All-star cast presents a searing drama about a homespun #MeToo movement
Starring Rooney Mara, Jessie Buckley, Claire Foy & Ben Whitshaw
Directed by Sarah Polley
In theaters Friday, Jan. 6, 2023
An all-star ensemble cast tackles a thorny subject in director Sarah Polley’s powerful presentation of a 2018 novel about the traumatic aftermath of horrific sexual abuse.
The book was based on actual events that happened in Bolivia, when men in an ultraconservative religious community were arrested and eventually imprisoned for raping women and young girls after drugging them with animal tranquilizers. The film imports the story to America, as a small group of the victimized women—Mennonites in the book, but not noted in the film—meet in a barn during a tense two-day period to decide their fateful course of action for when the men return, out on bail.
There are indelibly potent performances by Roonie Mara, Jessie Buckley, Claire Foy and others as the besieged women huddling on haybales to debate faith, forgiveness, justice, morality and mortality, and craft their dreams for a better future. Suffering for years under the heels of a repressive patriarchy that has kept them apart from the “civilized” world and denied them access to education and technology, the women are barely literate. But, with the clock ticking and their attackers returning, they realize the importance of choosing one of the three options before them—staying and resisting, leaving forever, or simply doing nothing.
Ben Whitshaw plays a mild-mannered, college-educated Mennonite who has returned to the colony as a schoolteacher; he’s the only male the women trust, and he’s been asked to take the minutes of the meetings, to create a record. Significantly, he’s the only adult male in the movie that we ever fully see, or whose voice we hear—the lone sympathetic soul in a seemingly soulless place where the other males are either faceless sexual predators, abusive beasts, or enablers of a male-dominated culture that has fostered such toxic, repressive masculinity.

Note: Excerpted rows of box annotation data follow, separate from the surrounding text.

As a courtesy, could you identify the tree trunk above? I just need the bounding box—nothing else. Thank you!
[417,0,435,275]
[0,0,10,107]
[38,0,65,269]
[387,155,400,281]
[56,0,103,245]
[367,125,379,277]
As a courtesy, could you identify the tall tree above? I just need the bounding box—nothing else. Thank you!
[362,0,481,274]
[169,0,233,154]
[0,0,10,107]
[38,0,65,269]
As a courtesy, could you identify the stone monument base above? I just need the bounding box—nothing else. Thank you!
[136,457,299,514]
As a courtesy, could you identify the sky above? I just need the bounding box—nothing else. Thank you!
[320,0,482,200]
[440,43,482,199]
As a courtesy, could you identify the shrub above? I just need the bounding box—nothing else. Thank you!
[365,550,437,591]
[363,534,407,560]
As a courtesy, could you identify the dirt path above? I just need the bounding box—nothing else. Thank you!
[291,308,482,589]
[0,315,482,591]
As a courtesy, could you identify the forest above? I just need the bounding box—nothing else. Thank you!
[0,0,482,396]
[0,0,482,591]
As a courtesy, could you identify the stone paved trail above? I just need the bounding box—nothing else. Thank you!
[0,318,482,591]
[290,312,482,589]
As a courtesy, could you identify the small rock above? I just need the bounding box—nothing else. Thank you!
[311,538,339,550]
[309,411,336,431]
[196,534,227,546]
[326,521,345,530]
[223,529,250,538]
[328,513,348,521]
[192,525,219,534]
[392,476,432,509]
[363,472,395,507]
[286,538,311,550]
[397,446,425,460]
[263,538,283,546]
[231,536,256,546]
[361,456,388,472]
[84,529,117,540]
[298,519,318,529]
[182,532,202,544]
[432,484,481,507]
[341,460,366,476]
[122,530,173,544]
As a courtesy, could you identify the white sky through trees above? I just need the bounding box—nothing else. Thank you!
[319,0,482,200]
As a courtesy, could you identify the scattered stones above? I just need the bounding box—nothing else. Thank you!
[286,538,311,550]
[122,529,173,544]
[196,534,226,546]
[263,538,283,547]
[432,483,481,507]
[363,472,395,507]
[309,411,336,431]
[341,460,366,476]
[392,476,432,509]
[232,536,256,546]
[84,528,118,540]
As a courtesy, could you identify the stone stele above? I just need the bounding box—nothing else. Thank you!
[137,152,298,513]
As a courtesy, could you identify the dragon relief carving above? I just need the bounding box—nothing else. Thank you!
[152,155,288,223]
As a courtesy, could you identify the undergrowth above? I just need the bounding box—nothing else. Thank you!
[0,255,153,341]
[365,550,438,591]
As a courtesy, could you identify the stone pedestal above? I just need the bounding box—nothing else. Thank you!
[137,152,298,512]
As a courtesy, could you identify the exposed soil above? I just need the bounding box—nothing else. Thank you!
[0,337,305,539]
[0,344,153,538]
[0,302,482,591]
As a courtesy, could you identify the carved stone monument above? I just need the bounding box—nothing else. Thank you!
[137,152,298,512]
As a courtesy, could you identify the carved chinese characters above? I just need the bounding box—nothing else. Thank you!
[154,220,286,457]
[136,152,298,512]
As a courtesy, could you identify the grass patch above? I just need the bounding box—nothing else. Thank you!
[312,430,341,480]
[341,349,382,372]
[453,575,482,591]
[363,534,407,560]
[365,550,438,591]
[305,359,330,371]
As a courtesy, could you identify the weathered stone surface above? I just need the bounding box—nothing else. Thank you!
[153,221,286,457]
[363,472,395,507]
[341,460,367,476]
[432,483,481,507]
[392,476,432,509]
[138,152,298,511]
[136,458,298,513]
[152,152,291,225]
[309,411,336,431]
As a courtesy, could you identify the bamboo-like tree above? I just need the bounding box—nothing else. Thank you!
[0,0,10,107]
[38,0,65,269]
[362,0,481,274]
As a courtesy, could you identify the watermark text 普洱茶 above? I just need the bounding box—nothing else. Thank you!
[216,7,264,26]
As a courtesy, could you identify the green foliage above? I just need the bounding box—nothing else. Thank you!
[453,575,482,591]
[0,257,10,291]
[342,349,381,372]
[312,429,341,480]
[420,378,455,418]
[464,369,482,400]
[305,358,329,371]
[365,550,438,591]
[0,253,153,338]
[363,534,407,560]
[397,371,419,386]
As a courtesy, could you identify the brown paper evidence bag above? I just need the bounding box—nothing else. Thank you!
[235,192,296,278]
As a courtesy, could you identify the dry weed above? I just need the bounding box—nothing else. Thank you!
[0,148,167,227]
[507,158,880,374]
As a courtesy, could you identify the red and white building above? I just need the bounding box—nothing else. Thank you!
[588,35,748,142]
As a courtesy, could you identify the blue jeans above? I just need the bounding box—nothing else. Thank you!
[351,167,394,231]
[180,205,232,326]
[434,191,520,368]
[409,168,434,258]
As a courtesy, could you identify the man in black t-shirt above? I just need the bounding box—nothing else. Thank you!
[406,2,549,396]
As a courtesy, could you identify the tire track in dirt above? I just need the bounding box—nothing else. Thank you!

The discussions are fraught with weighty consequences. In this authoritarian religious microcosm, male leaders have told the women that the horrors they’ve experienced are only the fertile stuff of dreams and nightmares, the results of the hyper-active female imagination—and those pregnancies, well, they’re the work of ghosts, or even Satan. And if they ever, for whatever reason, deign to leave the colony, women will forever forfeit their ticket to all heavenly afterlife rewards.
It’s stylish and solidly theatrical, intimately small and intently focused in both scope and setting; it’s filmed in muted, monochromatic colors to underline the somber overtones and the seriousness of the situation. These are women at a breaking point, pushed to life-altering choices about what to do with their lives, how to move forward to ensure the safety of their daughters. As they grapple with the details of their homespun #MeToo movement to move out from underneath a gaslight toward true light, viewers are compelled to consider the wider, larger real-world connections—to women everywhere, anywhere, anytime, who bravely confront injustice and abuse.
Although there’s little action, in a conventional movie sense, there’s plenty of drama as the women do what the title suggests: They talk. They also sing hymns, quote Scripture, shout, and sometimes laugh—and let fly an f-word or two. A familiar Monkees hit, blaring from a car, is a bittersweet intrusion of the “forbidden” outside real world popping—for just a moment—their insular little bubble. There’s even a shoutout to gender fluidity, represented by a young female character who decides—after her rape and miscarriage—that she simply doesn’t want to be a girl anymore.
It’s not Top Gun or Avatar, by any stretch. Nothing blows up, no one gets shot, and the only high-velocity moment is when a horse-drawn buggy veers off into a field. But Women Talking is explosive in other ways, including how it presents a group of women facing choices that could very well blow up the only world they’ve ever known. As the rest of America is being “counted,” against the film’s backdrop of the 2010 national census, these women are also making their presence known.
A late entry as a contender for one of the year’s best movies, it’s a monumentally consequential, timelessly important film. How important? Frances McDormand (who has a small role as one of the women) and Brad Pitt (who doesn’t) are among the producers, believing in the film enough to put their movie muscles into it.
It quietly, vividly, simply and surely sears its way into your soul, a bold, thought-provoking testament to the revolutionary power that can start with women talking, then mapping the way for themselves and future generations to navigate the world.